I first started tracking this last year when the Syrians and Iranians got all bent out of shape accusing the Russians of sharing Information Friend or Foe (IFF) codes for their surface-to-air missiles with Israel. Big acrimony.  Here, have some new IFF codes that we promise you the Jews don't have. Mischief managed. Carry on.
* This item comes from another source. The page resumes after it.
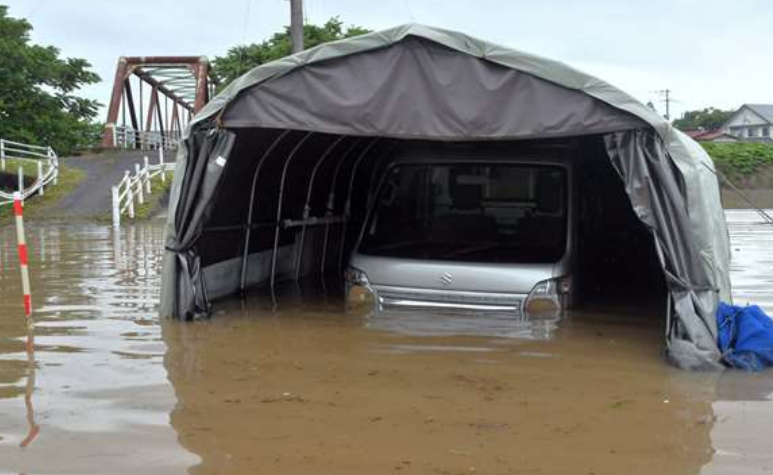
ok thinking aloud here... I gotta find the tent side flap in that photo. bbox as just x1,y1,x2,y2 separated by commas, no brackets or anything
162,129,236,320
605,130,722,369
I figured it was only a matter of time until the Syrian/Iranian forces in southern Syria would again try to see if they could pull off a wall of air defense test hoping to repeat the bloody attrition of the 1973 War in the Sinai when Anwar Sadat's forces turned most of the F-4 Phantoms and Mirages into scrap during the opening phases of that conflict.  That coil spring's been tensioned for a while.  The drone incident just catalyzed it.

This is not the benign airspace counter insurgency (COIN) environment of the Iraq and Afghanistan wars.  This is contested airspace.  This is the baseline technology of aerial warfare shifting in front of our eyes.  Old systems become obsolete and demand new innovation to carry on the business of warfare. The proliferation of modern surface-to-air missiles into the hands of the lowliest combatant is obvious. Less obvious, early unconfirmed reports have the Iranians/Syrians bragging about their air defense missiles shooting down "missiles"; that's implying intercepting standoff ordnance after it has been released from its carrier aircraft. If you please, note at bombs do not presently have jammers; something to think about.  If you're a "pro" at the Pentagon, you might want to draft one of those Mission Element Needs Assessments (MENA's) and start moving that through the system. Just saying.

As I send this article off to posterity, the Israelis are doing what they do best, hammering targets destroying Iranian and Assad equipment and stockpiles in southwestern Syria so the cycle can start anew.  Russian President Vladimir Putin has had a telephone call with Israeli Prime Minister Benjamin Netanyahu about not escalating things too much. Uh huh, wake up and smell the coffee; read between those lines already people. Iranian Revolutionary Guard Corps Brigadier General Hossein Salami prattles on about annihilating Zionists even as his own government teeters ever closer to not being able to afford this latest rendition in a long history of Persian overreach episodes. Everyone keep sending those Iranian protesters more free VPN's; there may be an "Iranian Spring" in the offing yet.  The United States and its latter day "Coalition of the Willing" make camp in eastern Syria gandering at Assyrians to the west, Ottomans to the north, Mesopotamians to the east, and a Persian outpost to the south.  Yup, the cycle begins anew in the former Garden of Eden.